Oligomerization of RNAIII-Inhibiting Peptide Inhibits Adherence and Biofilm Formation of Methicillin-Resistant Staphylococcus aureus In Vitro and In Vivo.

Biofilm formation enhances bacterial resistance and complicates treatment. Therefore, an innovative strategy is urgently needed for the treatment of Staphylococcus aureus biofilm infectious diseases. RNAIII-inhibiting peptide (RIP), as a quorum-sensing inhibitor, inhibits S. aureus biofilm formation. However, RIP possesses poor antibiofilm activity when used alone or at a low dose in vivo. The activity and stability of RIP can be enhanced by designing its derivatives through amino acid substitution, terminal modification, or oligomerization.
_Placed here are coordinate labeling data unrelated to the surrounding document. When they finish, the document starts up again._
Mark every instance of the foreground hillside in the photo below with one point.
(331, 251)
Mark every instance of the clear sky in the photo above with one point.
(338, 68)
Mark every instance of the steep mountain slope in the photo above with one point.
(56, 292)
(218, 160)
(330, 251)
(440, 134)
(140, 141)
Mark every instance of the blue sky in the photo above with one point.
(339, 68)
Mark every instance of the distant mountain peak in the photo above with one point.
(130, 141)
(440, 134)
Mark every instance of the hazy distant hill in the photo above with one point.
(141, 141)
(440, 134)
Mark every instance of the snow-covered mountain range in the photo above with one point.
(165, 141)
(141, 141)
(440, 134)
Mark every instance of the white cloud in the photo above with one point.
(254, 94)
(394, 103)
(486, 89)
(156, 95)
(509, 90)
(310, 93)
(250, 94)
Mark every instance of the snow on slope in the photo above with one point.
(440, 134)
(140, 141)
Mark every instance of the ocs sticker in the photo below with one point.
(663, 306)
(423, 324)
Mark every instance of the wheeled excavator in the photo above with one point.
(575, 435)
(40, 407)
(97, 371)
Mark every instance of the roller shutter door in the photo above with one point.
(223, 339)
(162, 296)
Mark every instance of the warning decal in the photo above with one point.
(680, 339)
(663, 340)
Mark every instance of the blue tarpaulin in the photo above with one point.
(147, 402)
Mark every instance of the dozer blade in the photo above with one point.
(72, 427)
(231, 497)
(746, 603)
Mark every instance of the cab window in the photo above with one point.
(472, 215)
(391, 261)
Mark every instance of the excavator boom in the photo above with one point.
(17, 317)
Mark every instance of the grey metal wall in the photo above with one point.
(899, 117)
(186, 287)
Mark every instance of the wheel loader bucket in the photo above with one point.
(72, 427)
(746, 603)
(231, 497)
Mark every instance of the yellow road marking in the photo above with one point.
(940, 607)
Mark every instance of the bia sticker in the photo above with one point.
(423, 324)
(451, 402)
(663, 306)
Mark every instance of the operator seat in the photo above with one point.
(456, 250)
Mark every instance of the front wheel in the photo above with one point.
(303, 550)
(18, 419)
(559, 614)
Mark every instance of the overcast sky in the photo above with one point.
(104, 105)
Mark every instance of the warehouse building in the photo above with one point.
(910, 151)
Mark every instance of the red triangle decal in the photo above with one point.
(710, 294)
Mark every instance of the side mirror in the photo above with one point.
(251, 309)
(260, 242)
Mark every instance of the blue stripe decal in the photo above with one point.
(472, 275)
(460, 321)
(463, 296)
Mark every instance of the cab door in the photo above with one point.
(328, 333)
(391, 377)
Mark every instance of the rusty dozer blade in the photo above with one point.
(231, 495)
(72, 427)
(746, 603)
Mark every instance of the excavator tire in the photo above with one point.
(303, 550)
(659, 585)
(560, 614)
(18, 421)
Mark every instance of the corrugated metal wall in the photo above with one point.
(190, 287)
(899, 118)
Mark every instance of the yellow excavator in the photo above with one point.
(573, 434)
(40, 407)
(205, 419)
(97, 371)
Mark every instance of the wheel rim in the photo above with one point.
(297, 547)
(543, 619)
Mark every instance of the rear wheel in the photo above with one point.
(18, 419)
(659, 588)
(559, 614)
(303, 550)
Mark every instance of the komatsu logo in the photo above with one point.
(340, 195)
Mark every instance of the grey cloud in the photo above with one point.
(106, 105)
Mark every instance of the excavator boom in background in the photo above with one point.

Among the derivatives, 16P-AC significantly decreased the biofilm formation and adherence of methicillin-resistant S. aureus (MRSA) on polystyrene material by inhibiting the expression level of four biofilm formation-related genes in vitro. Moreover, 16P-AC showed excellent protective effects by decreasing the bacterial titers in the urine, kidney, stent, and bladder, as well as by inhibiting intercellular adhesion on the implanted stent, in a rat urinary tract infection model induced by MRSA. This derivative also exhibited a relatively good stability in rat plasma. Therefore, 16P-AC is a potential drug candidate to treat biofilm-associated infections caused by MRSA. The present modification strategy is feasible to improve the metabolic stability and activity of RIP in vivo.